我国生猪行业多年来呈现周期性波动,被称之为“猪周期”,而波动周期一般为三年左右。近期国内猪肉价格持续上涨的主要原因之一,就是受“猪周期”下行影响。梳理近十多年来的“猪周期”现象,不难发现,2006 年起,国内生猪价格经历了几轮涨跌周期:2006 年中至2008 年初上涨,2008 年至2010 年下跌;2010 年4 月至2011 年8 月上 涨,2011 年9 月至2014 年4 月下跌;2014 年5 月至2017 年初的上涨和此后的逐步走低,2019 年3 月上涨到6、7月加速上涨。这种周期性波动,对我国生猪产业发展造成了极大困扰。事实上,出现“猪周期”的根本原因或者说“猪周期”现象反映的实际上是生猪的供需变化:肉价上涨—母猪存栏增加—生猪供应增加—肉价下跌—淘汰母猪—生猪供应减少—肉价上涨。

不过此轮“猪肉期”与以往有所不同的是,一些地方以环保名义不当行政干预生猪养殖以及非洲猪瘟的爆发,加剧了“猪周期”效应。9月10 日,国务院办公厅印发《关于稳定生猪生产促进转型升级的意见》,明确提出猪肉自给率的目标是保持在95%左右。对生猪产业来说,无论是实现这一自给率目标,还是实现产业的长期健康稳定发展,都急需打破“猪周期”魔咒,走生产高效、资源节约、环境友好、布局合理、产销协调的生猪产业高质量发展之路。

“南猪北养”存局限

“南猪北养”是在2016 年和2017 年环保高压背景下有专家提出的,即:减少南方生猪存栏,加大北方生猪存栏。在环保倒逼之下,中国养猪业开始转型升级,西北、东北等地区成为养猪业重要发展区域,温氏、大北农、牧原、正邦等养殖大企纷纷向这些地区布局。

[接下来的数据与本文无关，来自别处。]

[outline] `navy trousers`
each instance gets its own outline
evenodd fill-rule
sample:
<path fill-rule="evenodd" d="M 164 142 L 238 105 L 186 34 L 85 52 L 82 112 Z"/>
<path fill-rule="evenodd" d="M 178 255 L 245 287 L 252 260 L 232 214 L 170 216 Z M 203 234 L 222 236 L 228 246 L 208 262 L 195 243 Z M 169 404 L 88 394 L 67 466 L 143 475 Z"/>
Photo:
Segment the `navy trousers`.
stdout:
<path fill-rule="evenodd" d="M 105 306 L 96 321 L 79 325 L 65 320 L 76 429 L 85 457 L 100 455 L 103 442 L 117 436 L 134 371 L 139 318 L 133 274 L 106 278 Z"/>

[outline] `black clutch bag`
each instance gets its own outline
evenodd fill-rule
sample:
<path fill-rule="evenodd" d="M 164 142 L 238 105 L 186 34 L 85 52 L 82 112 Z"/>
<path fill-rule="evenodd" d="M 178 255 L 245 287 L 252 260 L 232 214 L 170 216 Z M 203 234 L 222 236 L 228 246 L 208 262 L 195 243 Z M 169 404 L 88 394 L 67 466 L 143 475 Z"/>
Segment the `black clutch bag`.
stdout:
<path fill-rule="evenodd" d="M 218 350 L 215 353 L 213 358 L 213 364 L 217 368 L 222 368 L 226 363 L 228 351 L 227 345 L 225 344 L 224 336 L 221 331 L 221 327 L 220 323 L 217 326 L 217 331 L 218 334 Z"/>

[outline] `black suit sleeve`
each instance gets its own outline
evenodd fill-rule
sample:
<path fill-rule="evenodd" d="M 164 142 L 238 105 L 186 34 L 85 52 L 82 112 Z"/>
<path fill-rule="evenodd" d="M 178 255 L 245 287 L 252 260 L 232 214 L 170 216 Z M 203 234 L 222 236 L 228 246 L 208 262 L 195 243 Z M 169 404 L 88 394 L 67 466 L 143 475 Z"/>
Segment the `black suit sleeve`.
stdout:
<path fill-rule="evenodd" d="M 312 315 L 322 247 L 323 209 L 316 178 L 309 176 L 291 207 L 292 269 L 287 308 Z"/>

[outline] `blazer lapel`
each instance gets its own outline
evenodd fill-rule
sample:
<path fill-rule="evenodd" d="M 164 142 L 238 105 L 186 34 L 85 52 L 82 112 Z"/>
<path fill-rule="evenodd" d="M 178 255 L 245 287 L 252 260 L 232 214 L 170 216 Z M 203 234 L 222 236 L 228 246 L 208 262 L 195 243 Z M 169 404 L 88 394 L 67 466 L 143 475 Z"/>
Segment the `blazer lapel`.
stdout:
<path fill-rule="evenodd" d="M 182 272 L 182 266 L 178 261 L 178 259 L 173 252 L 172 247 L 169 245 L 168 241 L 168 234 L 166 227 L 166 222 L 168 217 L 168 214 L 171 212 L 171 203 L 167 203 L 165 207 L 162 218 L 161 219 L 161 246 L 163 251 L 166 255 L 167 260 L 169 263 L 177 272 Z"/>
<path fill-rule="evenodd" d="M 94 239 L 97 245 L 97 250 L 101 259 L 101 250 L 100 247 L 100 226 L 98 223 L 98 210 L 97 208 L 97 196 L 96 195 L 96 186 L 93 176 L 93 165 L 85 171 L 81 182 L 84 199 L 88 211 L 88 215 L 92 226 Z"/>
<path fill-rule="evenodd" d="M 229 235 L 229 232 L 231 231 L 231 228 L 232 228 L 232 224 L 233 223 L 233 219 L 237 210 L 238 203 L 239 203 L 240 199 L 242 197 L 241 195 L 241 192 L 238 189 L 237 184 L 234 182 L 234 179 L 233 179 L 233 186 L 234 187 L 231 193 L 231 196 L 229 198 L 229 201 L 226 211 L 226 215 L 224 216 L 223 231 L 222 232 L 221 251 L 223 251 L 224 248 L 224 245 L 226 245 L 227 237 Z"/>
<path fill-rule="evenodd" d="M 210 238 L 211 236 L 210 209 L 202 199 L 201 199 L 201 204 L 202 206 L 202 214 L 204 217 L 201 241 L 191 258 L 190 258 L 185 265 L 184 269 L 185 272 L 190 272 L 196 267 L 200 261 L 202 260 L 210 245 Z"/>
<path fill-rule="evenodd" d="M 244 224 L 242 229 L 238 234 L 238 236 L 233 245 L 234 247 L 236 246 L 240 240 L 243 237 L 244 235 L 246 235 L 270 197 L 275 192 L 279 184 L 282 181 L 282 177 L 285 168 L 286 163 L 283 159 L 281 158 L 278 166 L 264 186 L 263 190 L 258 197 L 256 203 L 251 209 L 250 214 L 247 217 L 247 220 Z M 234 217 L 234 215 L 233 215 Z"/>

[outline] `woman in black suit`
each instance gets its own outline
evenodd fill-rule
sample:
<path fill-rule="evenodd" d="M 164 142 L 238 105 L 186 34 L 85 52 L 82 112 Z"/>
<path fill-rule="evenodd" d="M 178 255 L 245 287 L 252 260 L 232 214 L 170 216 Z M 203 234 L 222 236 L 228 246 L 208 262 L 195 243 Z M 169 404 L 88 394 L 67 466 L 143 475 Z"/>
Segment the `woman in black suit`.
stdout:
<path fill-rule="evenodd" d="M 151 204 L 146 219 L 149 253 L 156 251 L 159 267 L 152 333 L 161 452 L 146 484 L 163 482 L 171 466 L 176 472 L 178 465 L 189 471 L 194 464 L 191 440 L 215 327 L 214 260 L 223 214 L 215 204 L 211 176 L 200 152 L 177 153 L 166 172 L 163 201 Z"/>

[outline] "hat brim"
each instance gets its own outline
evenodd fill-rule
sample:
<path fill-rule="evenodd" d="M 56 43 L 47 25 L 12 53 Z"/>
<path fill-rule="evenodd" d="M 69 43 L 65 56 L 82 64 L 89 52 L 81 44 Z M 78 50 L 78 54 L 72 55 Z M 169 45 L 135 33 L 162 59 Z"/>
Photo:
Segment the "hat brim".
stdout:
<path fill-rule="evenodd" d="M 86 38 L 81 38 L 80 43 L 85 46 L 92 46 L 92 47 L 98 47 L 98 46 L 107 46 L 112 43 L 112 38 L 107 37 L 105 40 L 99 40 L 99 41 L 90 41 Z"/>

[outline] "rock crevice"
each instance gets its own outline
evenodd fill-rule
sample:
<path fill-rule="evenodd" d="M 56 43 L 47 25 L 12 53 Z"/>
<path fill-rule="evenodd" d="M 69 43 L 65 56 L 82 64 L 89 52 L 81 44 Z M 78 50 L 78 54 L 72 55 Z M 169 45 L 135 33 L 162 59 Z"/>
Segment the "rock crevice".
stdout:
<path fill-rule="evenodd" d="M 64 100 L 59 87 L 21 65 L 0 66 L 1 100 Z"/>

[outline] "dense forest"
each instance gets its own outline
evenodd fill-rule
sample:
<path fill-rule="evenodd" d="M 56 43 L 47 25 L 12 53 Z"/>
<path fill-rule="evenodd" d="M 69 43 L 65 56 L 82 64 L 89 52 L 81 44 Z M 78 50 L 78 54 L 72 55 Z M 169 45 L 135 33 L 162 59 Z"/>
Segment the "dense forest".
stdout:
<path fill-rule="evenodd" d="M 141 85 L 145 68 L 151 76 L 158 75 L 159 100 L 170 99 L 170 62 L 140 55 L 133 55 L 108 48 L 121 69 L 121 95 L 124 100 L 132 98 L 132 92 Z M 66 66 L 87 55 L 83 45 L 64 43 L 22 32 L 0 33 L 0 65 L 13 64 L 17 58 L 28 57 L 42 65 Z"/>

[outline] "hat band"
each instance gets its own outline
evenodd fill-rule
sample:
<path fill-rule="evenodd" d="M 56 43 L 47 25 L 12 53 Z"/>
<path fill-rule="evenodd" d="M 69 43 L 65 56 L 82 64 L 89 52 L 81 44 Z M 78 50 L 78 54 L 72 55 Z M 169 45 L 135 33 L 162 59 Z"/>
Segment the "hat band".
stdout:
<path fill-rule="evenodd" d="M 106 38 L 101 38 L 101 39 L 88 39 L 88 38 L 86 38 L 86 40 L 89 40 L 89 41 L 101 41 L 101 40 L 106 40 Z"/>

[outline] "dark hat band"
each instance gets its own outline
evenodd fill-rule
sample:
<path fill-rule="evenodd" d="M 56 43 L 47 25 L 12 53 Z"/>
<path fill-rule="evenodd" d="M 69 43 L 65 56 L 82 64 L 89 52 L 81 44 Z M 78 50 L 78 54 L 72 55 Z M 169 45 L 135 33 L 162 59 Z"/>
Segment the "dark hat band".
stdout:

“南猪北养”自身有其合理性考量和必要性依据。2014 年1 月1 日实施的国务院《畜禽规模养殖污染防治条例》,标志着新环境下畜禽业特别是生猪产业环保风暴开始发力。2015年国家施行新《环保法》,推动生猪等畜禽养殖业进入环保监管增压期。2015 年4 月国务院印发《水污染的防治行动计划》,“防治畜禽养殖污染”成为“推进农业农村污染防治”首要内容。2015 年11 月,有关部门出台“关于促进南方水网地区生猪养殖布局调整优化的指导意见”文件,对南方五个水网区130 多个县提出调整生猪生产政策要求。尤其是2016 年4 月发布的《全国生猪生产发展规划(2016—2020年)》,系统提出了后来被业内称作“南猪北养”区域布局政策的基本方针。

就“南猪北养”的利弊,北京大学国家发展研究院金光讲席教授卢锋表示,首先应该肯定有关政策具有一定的经济合理性与客观必要性。就环保监管而言,随着收入水平提高,公众对环境质量改进要求和潜在支付意愿相应提升。然而生猪产业发展成为农业部门最重要污染源之一,这时政府加强环保监管显然是必要的。就区域布局而言,东北等省区在生猪生产方面也的确有一些地缘比较优势。例如生猪生产成本大半是饲料,饲料一半以上是玉米,东北作为玉米主产区具有区域优势。又如东北整体人口和经济活动密度较小,生态环境对生猪产业污染排放的承载消化能力较大。但这一具有经济合理性的产业演变趋势,在转变为全国性大规模产业政策过程中,仍会面临事前难以预料与事中不便掌控的困难和挑战。对此,卢锋提出了五点看法。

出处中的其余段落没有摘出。